La Salle Bourgie accueillait hier soir le réputé violoniste Leonidas Kavakos, qui offrait la deuxième moitié d’une intégrale des sonates et partitas pour violon seul de Bach entamée au Club musical de Québec deux jours auparavant.
Par la façon différenciée dont il attaque les accords, par celle dont il se permet de jouer avec la longueur des notes pour souligner leur rôle dans la conduite des voix, Leonidas Kavakos fait la démonstration d’une approche réfléchie et mûrie, et d’une volonté de rafraîchir le discours de ces œuvres jouées maintes et maintes fois. Que l’archet glisse plus d’une fois sur les cordes supérieures sans les faire parler est certes étonnant de la part d’un interprète de ce calibre (son crin d’archet est-il usé, ou maladapté aux températures actuelles?), mais n’annule pas en soi la qualité et la profondeur de l’interprétation offerte.
Sans s’inscrire entièrement dans le mouvement des interprétations historiquement informées sur instruments d’époque, Kavakos s’en inspire clairement. L’ornementation qu’il se permet d’ajouter – trilles, mordants, remplissage de grands sauts par l’ajout de passages en mouvement conjoint – est constamment gracieuse et suscite le ravissement.
L’articulation fait elle aussi l’objet d’une recherche attentionnée : au fil d’un arpège descendant, Kavakos passe progressivement d’un legato sur les notes supérieures à un staccato soigné sur les graves, un choix confirmé par les reprises en séquence du motif qui reçoivent le même traitement. Les coups d’archet, parfois originaux, sont au service des fonctions harmoniques. Cela s’exprime par exemple dans les cadences dont le mouvement mélodique se poursuit au-delà du point de chute du mouvement harmonique, dont les dernières notes sont réarticulées à la pointe sans changer de direction, leur conservant ainsi la légèreté appropriée.

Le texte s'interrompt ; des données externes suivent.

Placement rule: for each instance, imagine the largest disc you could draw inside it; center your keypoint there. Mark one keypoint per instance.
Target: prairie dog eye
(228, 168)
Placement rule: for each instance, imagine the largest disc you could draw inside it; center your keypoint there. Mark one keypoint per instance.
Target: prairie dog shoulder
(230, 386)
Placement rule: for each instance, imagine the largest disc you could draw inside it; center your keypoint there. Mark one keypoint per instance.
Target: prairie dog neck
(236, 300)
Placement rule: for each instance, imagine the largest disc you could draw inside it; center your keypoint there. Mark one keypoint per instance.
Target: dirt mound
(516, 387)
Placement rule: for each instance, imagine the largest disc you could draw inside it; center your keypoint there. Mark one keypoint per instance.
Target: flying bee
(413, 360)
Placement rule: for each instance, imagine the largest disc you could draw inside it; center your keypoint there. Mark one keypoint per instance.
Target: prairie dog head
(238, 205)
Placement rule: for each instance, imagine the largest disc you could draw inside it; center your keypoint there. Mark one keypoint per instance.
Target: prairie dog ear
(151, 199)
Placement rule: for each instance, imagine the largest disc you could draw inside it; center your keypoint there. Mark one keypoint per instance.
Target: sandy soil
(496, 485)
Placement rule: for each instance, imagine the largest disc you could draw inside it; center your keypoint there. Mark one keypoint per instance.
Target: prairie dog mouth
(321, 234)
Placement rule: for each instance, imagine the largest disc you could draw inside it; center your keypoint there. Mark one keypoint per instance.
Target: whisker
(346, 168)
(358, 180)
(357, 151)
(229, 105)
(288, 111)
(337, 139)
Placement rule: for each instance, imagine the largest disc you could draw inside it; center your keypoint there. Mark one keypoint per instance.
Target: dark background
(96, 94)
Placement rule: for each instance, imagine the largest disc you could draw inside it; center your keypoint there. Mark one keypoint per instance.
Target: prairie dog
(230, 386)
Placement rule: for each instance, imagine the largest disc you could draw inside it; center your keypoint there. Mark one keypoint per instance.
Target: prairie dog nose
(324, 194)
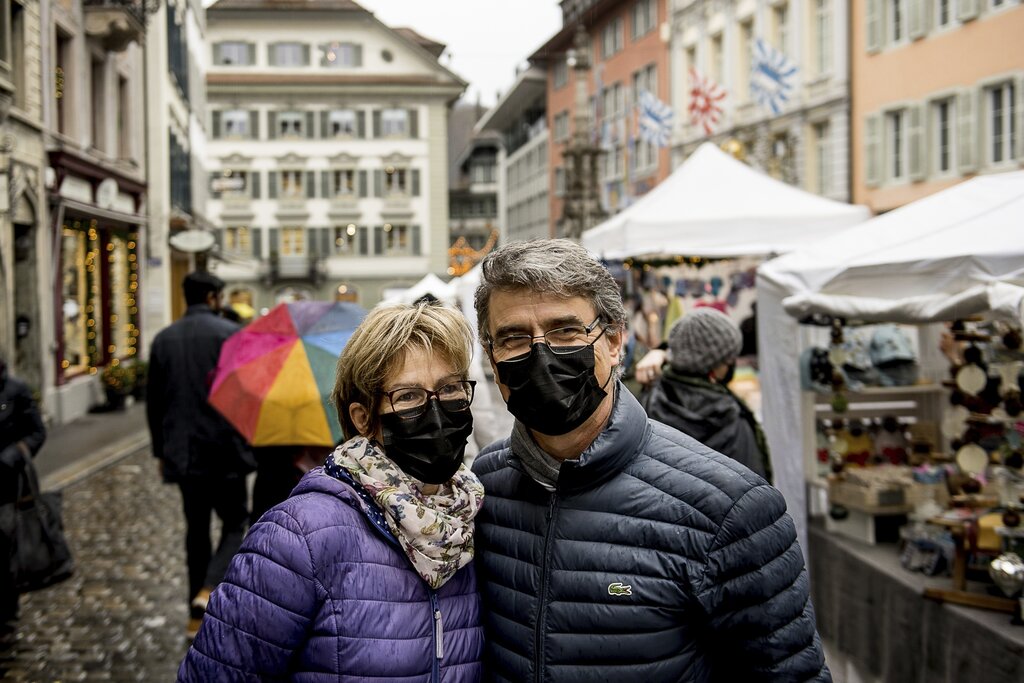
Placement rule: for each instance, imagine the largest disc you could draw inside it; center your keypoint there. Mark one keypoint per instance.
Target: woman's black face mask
(552, 393)
(429, 446)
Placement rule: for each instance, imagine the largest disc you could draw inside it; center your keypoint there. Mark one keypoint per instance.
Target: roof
(529, 86)
(430, 45)
(561, 41)
(288, 5)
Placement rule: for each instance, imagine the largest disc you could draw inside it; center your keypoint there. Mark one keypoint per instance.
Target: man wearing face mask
(613, 547)
(693, 395)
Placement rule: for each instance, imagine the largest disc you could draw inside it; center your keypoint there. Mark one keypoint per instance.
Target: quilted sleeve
(755, 590)
(260, 614)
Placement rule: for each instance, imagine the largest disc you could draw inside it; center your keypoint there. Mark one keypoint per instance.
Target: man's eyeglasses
(412, 401)
(560, 340)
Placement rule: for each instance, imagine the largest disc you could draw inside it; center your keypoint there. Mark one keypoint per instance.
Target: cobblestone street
(122, 615)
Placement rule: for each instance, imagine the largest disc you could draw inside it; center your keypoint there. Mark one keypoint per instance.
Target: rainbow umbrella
(274, 377)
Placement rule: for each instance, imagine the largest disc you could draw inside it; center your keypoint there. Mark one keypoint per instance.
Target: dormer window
(342, 55)
(233, 53)
(394, 123)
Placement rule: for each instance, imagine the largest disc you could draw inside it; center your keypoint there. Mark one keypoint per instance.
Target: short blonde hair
(378, 348)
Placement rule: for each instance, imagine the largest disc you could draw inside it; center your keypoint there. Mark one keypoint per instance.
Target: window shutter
(915, 19)
(967, 131)
(873, 22)
(325, 241)
(967, 9)
(1020, 120)
(915, 142)
(872, 146)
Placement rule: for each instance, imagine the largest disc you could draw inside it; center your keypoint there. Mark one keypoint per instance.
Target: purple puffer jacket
(318, 592)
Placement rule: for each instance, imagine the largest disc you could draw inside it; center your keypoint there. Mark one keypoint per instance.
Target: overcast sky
(485, 39)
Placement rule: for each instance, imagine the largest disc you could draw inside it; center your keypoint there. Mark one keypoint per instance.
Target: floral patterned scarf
(435, 530)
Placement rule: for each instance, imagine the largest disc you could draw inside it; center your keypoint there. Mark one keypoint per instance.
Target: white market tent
(430, 284)
(956, 253)
(717, 207)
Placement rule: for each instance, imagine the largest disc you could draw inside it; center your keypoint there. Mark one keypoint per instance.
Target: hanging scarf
(435, 530)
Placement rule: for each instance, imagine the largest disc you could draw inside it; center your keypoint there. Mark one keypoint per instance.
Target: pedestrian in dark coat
(612, 547)
(198, 449)
(22, 435)
(365, 572)
(693, 394)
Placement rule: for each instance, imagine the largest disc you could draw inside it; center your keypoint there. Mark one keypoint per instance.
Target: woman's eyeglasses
(412, 401)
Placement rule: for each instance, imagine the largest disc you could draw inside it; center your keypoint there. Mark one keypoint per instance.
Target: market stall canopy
(431, 285)
(956, 253)
(717, 207)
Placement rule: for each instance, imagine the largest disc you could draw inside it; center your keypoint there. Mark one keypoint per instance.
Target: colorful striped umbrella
(274, 377)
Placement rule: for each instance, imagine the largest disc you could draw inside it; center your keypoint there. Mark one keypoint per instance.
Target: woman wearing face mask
(366, 570)
(693, 396)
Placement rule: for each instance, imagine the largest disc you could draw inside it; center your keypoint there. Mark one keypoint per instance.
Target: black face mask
(552, 393)
(429, 446)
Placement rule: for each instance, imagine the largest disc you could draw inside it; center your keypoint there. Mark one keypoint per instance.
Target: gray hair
(559, 267)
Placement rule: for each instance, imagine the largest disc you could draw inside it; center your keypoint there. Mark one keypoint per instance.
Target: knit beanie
(701, 340)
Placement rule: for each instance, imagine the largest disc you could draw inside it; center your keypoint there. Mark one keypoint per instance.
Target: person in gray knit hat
(693, 396)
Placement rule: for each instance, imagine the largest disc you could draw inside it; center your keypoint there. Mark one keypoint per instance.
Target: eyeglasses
(412, 401)
(559, 340)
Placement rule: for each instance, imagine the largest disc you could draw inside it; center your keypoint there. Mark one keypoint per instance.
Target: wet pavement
(122, 615)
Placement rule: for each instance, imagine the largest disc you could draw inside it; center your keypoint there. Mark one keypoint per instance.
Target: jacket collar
(613, 449)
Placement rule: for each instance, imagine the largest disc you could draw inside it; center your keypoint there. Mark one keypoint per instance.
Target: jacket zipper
(438, 637)
(542, 593)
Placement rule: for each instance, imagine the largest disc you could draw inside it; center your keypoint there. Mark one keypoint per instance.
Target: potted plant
(118, 381)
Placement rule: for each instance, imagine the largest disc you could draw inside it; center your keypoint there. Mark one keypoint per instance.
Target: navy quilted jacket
(322, 592)
(655, 560)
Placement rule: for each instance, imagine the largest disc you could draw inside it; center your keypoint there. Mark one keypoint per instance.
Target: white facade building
(520, 118)
(806, 140)
(176, 139)
(328, 152)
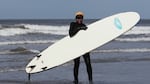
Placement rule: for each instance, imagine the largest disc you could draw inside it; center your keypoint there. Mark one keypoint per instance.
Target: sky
(66, 9)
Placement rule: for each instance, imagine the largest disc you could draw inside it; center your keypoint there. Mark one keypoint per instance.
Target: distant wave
(123, 50)
(19, 50)
(19, 29)
(27, 42)
(133, 39)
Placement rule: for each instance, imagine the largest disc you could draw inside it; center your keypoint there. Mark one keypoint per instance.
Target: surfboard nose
(117, 23)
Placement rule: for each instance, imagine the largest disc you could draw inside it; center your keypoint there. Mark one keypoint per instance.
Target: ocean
(125, 60)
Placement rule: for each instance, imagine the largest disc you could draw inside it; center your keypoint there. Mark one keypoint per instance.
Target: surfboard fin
(33, 66)
(38, 56)
(29, 77)
(44, 68)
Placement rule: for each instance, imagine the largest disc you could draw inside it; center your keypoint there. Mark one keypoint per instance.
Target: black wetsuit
(74, 28)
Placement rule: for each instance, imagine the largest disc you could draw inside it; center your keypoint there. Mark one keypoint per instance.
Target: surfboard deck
(97, 34)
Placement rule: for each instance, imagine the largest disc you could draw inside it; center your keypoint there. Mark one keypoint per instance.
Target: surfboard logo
(117, 23)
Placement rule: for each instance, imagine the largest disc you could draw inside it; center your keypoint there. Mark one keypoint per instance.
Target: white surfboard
(97, 34)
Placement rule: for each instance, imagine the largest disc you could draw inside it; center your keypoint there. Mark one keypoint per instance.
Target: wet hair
(79, 17)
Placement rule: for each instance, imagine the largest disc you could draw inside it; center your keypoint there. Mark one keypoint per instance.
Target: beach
(125, 60)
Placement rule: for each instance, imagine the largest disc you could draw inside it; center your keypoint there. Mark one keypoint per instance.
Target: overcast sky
(65, 9)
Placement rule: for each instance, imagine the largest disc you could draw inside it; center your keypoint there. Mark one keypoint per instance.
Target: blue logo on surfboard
(117, 23)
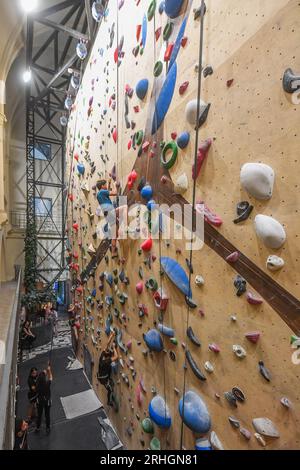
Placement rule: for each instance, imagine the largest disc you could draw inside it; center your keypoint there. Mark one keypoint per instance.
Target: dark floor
(82, 433)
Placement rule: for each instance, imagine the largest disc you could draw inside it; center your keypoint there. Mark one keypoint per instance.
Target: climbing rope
(201, 32)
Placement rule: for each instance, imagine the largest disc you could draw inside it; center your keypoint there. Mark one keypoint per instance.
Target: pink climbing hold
(131, 179)
(183, 87)
(253, 336)
(233, 257)
(115, 135)
(147, 245)
(139, 287)
(209, 216)
(253, 300)
(201, 155)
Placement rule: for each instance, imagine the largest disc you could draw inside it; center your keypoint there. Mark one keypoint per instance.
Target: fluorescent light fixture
(29, 5)
(27, 76)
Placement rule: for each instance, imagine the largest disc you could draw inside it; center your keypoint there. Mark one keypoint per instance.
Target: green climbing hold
(151, 10)
(147, 426)
(155, 444)
(169, 163)
(158, 68)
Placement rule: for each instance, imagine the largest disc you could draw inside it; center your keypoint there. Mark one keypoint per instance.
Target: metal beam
(64, 29)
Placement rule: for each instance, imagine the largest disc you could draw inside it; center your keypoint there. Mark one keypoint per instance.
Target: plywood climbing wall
(249, 45)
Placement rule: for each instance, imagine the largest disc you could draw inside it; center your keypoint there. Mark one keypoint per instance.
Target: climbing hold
(291, 81)
(142, 88)
(199, 281)
(201, 155)
(270, 231)
(170, 146)
(194, 412)
(258, 180)
(181, 184)
(194, 366)
(81, 168)
(191, 112)
(159, 412)
(244, 210)
(166, 330)
(233, 257)
(253, 300)
(264, 371)
(202, 443)
(164, 99)
(265, 427)
(239, 351)
(274, 263)
(147, 192)
(153, 340)
(253, 336)
(183, 140)
(139, 287)
(183, 87)
(240, 284)
(147, 245)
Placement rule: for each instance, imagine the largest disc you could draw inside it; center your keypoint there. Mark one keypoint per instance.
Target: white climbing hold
(265, 427)
(274, 263)
(182, 184)
(191, 111)
(215, 441)
(258, 180)
(270, 231)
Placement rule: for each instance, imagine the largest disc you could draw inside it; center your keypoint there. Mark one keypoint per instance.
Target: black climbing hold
(191, 335)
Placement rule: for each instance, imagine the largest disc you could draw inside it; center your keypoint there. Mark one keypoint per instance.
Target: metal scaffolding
(52, 37)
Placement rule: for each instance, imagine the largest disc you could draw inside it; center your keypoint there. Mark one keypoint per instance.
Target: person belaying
(107, 357)
(43, 388)
(32, 393)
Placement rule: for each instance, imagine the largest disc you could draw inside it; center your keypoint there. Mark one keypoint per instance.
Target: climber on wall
(107, 357)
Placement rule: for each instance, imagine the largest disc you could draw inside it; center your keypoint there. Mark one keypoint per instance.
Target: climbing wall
(248, 46)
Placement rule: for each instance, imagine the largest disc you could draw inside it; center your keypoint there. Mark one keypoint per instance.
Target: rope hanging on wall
(201, 39)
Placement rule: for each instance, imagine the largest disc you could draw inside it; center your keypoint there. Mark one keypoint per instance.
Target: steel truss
(63, 25)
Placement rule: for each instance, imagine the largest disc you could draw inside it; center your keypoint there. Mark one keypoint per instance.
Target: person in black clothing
(44, 397)
(104, 371)
(21, 428)
(32, 393)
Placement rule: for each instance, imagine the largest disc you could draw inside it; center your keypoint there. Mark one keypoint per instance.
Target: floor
(82, 433)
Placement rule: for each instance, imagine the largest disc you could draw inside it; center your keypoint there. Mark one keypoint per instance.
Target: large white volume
(270, 231)
(258, 180)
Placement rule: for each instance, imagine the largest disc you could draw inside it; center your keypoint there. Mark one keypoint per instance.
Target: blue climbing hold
(177, 43)
(183, 140)
(164, 99)
(173, 7)
(161, 8)
(195, 415)
(176, 274)
(144, 31)
(159, 412)
(147, 192)
(166, 330)
(142, 88)
(153, 340)
(203, 444)
(81, 168)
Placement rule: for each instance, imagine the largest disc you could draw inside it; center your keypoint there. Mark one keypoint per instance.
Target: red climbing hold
(183, 41)
(201, 155)
(139, 287)
(158, 33)
(147, 245)
(183, 87)
(131, 179)
(115, 135)
(138, 32)
(168, 52)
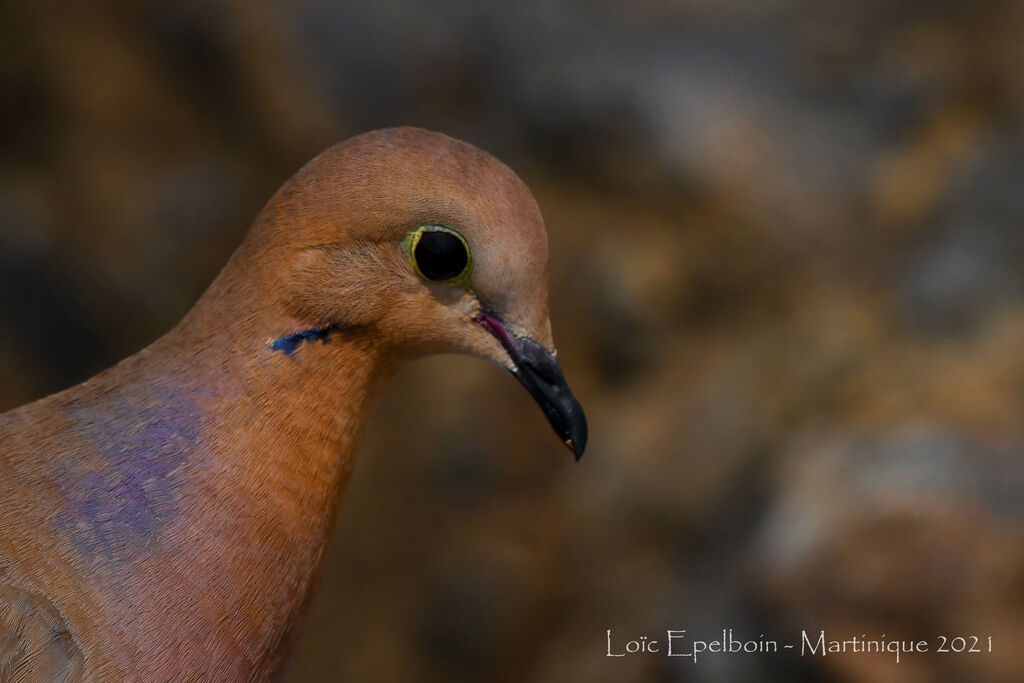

L’emploi judicieux de variations de nuances et de coloris constitue un autre point fort. Les reprises, en plus de donner lieu aux ajouts d’ornementation mentionnés, sont variées soit par l’ajout d’un écho veloûté ou au contraire, d’une présentation plus affirmée. La réalisation chambranlante de certaines intentions joue cependant des tours au violoniste, spécifiquement au début de la fugue de la première sonate : en voulant amplifier l’addition séquentielle des voix par l’ajout d’un crescendo contrôlé, Kavakos s’oblige à aborder la première entrée dans une nuance très douce, pour un résultat plus ou moins heureux hier soir. Il faut dire qu’en général, ses débuts de mouvements sont précipités et manquent de préparation anticipée, alors que ses finales sont soignées et remplies d’atmosphère (qu’il étire d’ailleurs parfois trop).
Au sujet de cette fugue, ajoutons que le tempo choisi était étonnamment lent, plus lent que celui de son propre enregistrement, nourrissant les soupçons que le violoniste lui-même ou son instrument était indisposé et porté à opter pour la prudence.
Nonobstant cette réserve, Kavakos réussit le mieux dans les coloris tendres, transportant le public dans des contrées intérieures dont l’enchantement semble à l’abri des corruptions du monde extérieur. À ce titre, la sicilienne de la première sonate et la sarabande de la première partita ont représenté de grands moments.
Malheureusement, les mouvements énergiques remplis d’accords souffrent, eux, d’une sonorité un peu rêche provoquée par un mouvement d’archet trop vertical. Conséquemment, le début de la grande chaconne de la Partita en ré mineur, qui couronne le concert, manque d’ampleur et de résonnance, bien que la suite soit garnie de trouvailles et ciselée comme un bijou.
Dans l’ensemble, le violoniste grec a brillé par des choix originaux, une approche mûrie et des moments de grâce où tous les éléments ont convergé pour former un résultat d’une beauté inaliénable. La surprise de la soirée, étant donné la réputation de l’invité, a été la fragilité de ces moments.